A ses côtés, Benjamin Stora, spécialiste de l'Algérie coloniale et de l'histoire du Maghreb contemporain, attend d'un air débonnaire. Dans la vie, les deux hommes sont complices. Très complices. Ils ont travaillé main dans la main sur le scénario pour raconter « la complexité d'une époque inconnue et jamais traitée au cinéma ».

Les Algériens sous l'Occupation, « des invisibles »
« Les 100 000 Algériens qui vivaient à Paris sous l'Occupation font partie d'une immigration ouvrière extrêmement pauvre, écrasée socialement », raconte Stora :

« Ils ne sont ni des Algériens – puisque l'Algérie, c'était la France – ni des Français. Ils n'ont pas le statut de citoyens français. A la relégation juridique s'ajoute l'écrasement social, qu'on voit très bien dans la scène d'ouverture du film. »


« Ce sont des hommes invisibles », résume Stora :

« Ils sont arrivés en France bien avant le début de la guerre. En 1926, quand la mosquée de Paris est inaugurée, il y a déjà une forte présence d'Algériens à Paris. Ces hommes connaissent Maurice Chevalier, le mouvement ouvrier, les grèves du Front populaire… »


Beaucoup sont syndiqués et suivent « Messali Hadj, grand leader syndical algérien, qui a refusé la Collaboration avec l'Allemagne ». Avec l'exode, les membres de la communauté se retrouvent « abandonnés, perdus dans le Paris déserté du début des années 40. »

« Quand les gens ressortent du film, ils se demandent : “ Mais est-ce que c'était vrai tout ça ? ” Bah oui, c'était vrai… Moi, c'est leur étonnement qui m'étonne. »

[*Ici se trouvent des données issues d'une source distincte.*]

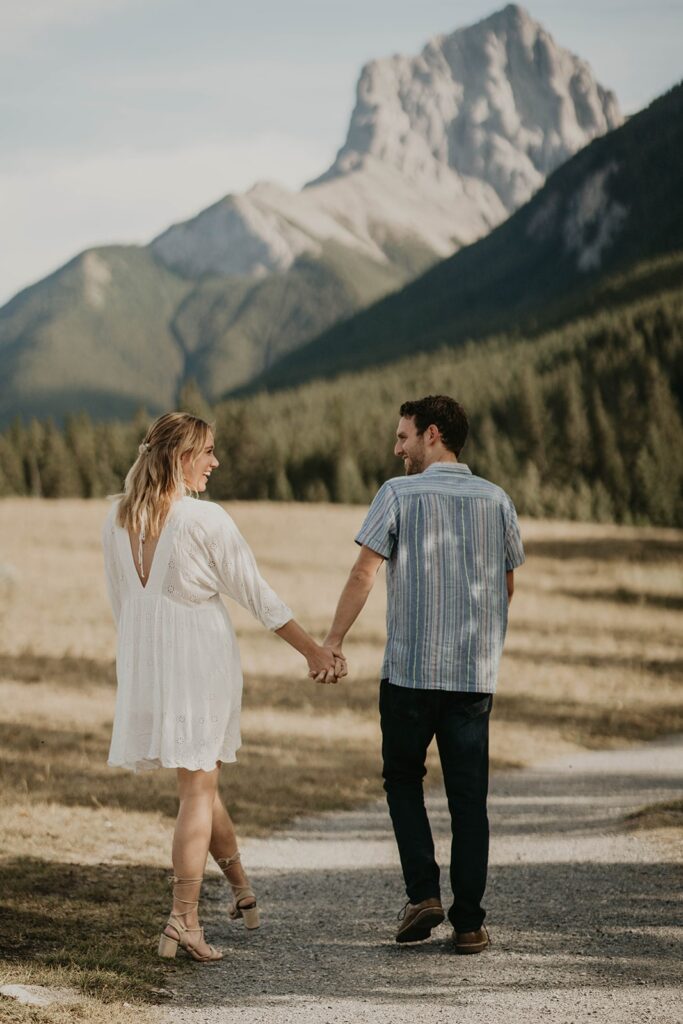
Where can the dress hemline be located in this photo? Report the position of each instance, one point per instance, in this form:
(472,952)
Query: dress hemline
(154,764)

La mosquée de Paris, un enjeu pour les Nazis et Vichy

Ferroukhi et Stora mettent en lumière le rôle méconnu de la mosquée de Paris pendant l'Occupation. « On a d'ailleurs tourné toutes les scènes dans un palais à Rabat », explique le premier.

« A la mosquée de Paris, ça aurait été compliqué. Notamment avec les gens qui viennent prier. Là, on a eu toute la liberté qu'on voulait. On a donné au palais la couleur de Paris. »


Lorsque les Allemands entrent dans Paris en 1940, la mosquée est un enjeu politico-stratégique pour le régime de Vichy, comme pour les Nazis. A l'époque, c'est un endroit symbolique pour la gestion de l'islam de France.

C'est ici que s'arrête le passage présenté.